Having just completed my sixth year of teaching, I am noticing an interesting trend among my teacher friends who are at similar points in their careers.  It has to do with a shift in what we want from professional development experiences. One thing many of my teacher peers and I are looking for is valuable feedback on our teaching.

As I trace my own development, I see distinct changes in what I felt I needed from other people to be successful.  I can look at it in these stages:

1. In my first and second years of teaching, I was looking for a blend of practical support and permission to experiment from mentors, supervisors, and more experienced colleagues.  I was looking for inspiration from traditional and untraditional sources for things to try immediately, like the next day, in my classroom.  I also sought out empathy and moral support from anyone who understood the serious ups and downs of beginning teaching.

2. Once I began to know my way around my classroom and curriculum, I wanted to be left alone to work creatively and develop independently.  I read a lot about teaching on my own, and occasionally took courses of my own choosing.  Eventually, I wanted opportunities to share what was working in my classroom.  At the same time, I was extremely wary of anyone who wanted to tell me how to teach, especially by individuals who did not know my school context and had the potential to take a bulldozer approach, or who did not share my desire to educate my students to think critically.  I developed camaraderie with my colleagues.  We listened to one another, offered advice, and shared resources; at the same time, we held protective attitudes toward our own practices, not wanting anyone to come and tell us what and how to teach or bulldoze the progress we’d already made.

3. Now, I’m reaching a new place.  I’ve had ample time to develop more or less independently.  Now I’d like to know what someone else thinks and sees in my teaching; I’m open to someone pointing out things that I might never notice on my own, or asking questions I might never ask myself.

If I could imagine the ideal person to give me feedback on my teaching, he or she would have these qualities:

  • an experienced and effective teacher–preferably with at least ten years of experience
  • ideally an English teacher, so I can get discipline specific feedback
  • able to give feedback with the understanding that I am a professional who takes pride in my work; that the choices I make in my teaching are informed decisions with rationales behind them; I want to be questioned, but in a way that values the experience and knowledge I’ve gained thus far
  • values a student-centered approach to teaching; committed to helping me develop this
  • asks good questions
  • believes that there is not one right way to teach; not trying to clone him or herself; able to adapt his or her valuable experience to different classroom contexts

Off the top of my head, I can count five of my teacher peers who are moving from positions where they received little feedback and little support as teachers, to positions where their classroom practices will be monitored more closely and they will be given more feedback.  There seems to be a fair tradeoff–give up some freedom, get more support.

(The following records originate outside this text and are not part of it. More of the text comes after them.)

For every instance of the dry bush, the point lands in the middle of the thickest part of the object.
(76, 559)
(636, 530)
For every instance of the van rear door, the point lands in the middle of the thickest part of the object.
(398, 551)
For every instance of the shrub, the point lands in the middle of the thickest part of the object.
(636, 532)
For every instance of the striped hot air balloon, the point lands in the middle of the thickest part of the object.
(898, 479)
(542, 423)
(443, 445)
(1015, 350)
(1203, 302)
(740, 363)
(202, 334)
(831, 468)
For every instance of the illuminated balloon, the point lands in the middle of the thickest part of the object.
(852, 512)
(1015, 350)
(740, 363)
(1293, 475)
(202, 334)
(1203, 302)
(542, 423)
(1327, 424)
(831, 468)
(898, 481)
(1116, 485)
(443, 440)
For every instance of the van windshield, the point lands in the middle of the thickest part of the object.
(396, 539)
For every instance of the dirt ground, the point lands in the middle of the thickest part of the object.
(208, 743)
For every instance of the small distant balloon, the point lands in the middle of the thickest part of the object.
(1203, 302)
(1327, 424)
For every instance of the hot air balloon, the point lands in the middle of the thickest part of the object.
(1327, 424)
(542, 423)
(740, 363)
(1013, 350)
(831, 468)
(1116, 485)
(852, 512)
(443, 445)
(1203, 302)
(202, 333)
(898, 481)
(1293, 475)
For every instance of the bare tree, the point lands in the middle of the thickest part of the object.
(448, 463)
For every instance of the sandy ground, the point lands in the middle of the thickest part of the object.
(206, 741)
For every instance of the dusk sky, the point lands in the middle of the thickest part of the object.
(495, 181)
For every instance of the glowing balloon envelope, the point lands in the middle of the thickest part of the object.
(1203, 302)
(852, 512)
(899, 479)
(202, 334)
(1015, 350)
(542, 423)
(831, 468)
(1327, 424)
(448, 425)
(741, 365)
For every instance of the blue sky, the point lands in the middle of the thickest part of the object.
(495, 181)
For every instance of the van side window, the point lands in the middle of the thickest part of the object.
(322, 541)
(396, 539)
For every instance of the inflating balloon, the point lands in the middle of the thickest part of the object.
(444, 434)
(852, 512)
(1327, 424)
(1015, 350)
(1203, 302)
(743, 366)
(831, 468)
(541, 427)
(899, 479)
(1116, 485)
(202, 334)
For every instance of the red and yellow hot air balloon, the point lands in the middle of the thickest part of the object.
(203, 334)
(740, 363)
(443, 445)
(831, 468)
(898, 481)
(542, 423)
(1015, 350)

At the school where I’ll be working next year, a National Board Certified English teacher will observe me and the other humanities teachers in our classrooms and debrief with us individually every two weeks.  A few years ago, I might have run the other way.  I wanted freedom and placed little value on support. Now it sounds just right.  I feel confident enough in my identity, values and practices as a teacher, but also clear enough on my need to grow and improve, that I welcome someone else’s perspective and advice on my practice toward a common goal of increasing and deepening student learning.